Havig thinks that, in the distant future on Earth or on an extra-solar planet, the mathematical FTL-time travel equivalence might lead to real FTL. It would be good to read a novel set in that remote future.
6 comments:
Kaor, Paul!
I do have one objection to your point (iv): in THERE WILL BE TIME, the mutant time travelers were unable to have children, except with each other, and these children did not inherit the ability to time travel. Which means, in STL generation ships, the children of time travelers and their descendants would have to live for decades or generations in them. I can easily see anger and frustration building up as normal crew members/passengers watched Grandpa time hopping back and forth while THEY continued to be stuck in that ship!
I don't think Jack Havig thought thru carefully enough the possibilities, good AND bad alike, of his idea.
Ad astra!
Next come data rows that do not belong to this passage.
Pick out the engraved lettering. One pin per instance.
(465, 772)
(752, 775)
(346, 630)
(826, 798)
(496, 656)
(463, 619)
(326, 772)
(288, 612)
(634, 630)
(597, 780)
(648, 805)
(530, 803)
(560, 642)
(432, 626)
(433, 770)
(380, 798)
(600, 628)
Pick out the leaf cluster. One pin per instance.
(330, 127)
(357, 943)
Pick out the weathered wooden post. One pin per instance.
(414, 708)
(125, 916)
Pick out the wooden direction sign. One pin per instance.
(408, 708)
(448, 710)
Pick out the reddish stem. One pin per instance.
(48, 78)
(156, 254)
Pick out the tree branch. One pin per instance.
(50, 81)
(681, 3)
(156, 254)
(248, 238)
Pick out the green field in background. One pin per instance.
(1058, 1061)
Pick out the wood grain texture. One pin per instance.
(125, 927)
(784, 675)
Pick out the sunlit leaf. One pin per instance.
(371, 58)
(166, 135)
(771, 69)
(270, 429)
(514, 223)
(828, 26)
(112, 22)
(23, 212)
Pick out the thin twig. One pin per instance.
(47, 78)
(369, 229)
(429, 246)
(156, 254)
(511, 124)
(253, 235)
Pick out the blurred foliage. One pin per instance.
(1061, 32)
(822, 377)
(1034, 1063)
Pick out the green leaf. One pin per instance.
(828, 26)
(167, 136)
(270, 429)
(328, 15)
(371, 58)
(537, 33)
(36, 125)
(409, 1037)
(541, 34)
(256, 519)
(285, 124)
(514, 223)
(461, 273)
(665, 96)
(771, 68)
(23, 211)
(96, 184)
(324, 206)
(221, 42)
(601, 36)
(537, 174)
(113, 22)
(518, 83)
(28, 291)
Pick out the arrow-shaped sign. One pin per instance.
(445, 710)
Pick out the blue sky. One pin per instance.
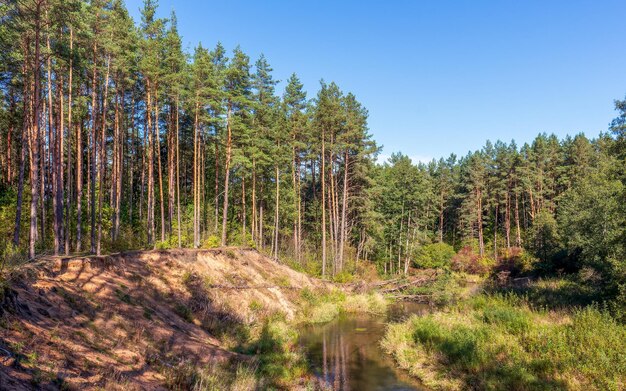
(437, 77)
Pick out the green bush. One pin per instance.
(435, 255)
(211, 242)
(499, 342)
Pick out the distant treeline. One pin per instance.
(113, 137)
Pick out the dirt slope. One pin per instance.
(119, 320)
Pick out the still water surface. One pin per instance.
(345, 354)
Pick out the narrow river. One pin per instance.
(345, 354)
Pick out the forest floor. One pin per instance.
(136, 320)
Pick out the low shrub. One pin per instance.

Sean
Sean,
But Havig suggests only time travelers as crew. The ship would run automatically most of the time.
Paul.
Kaor, Paul!
But would there be ENOUGH of those quite few time traveling mutants to crew a STL generation ship? And would they ALL be qualified to be ambassadors or explorers? And would they all refrain from having children? No, I still think it's likely non-time traveling children would be born on such a ship. So, I argue the caveats I raised in my first comment would apply.
Ad astra! Sean
Sean,
Children would be born after arrival. You have to imagine the time travelers as spending only minutes or at most hours of their own time in the ship to check that its systems were working properly or to make scientific observations.
Paul.
Kaor, Paul!
I don't know, and obviously I can't know, either way. But it seems to make sense that some crew should be permanently posted on such a thing. Something MIGHT happen to go wrong when none of the mutant time travelers happened to show up. Men on the spot could respond right away to unexpected problems/dangers.
Ad astra! Sean
Sean,
A lot of machinery can be left to run automatically with occasional supervision like the weather stations on Vixen. There are automatic space probes. Suppose the time travelers travel while standing in front of a screen that will flash red at the first hint of danger or malfunction.
Paul.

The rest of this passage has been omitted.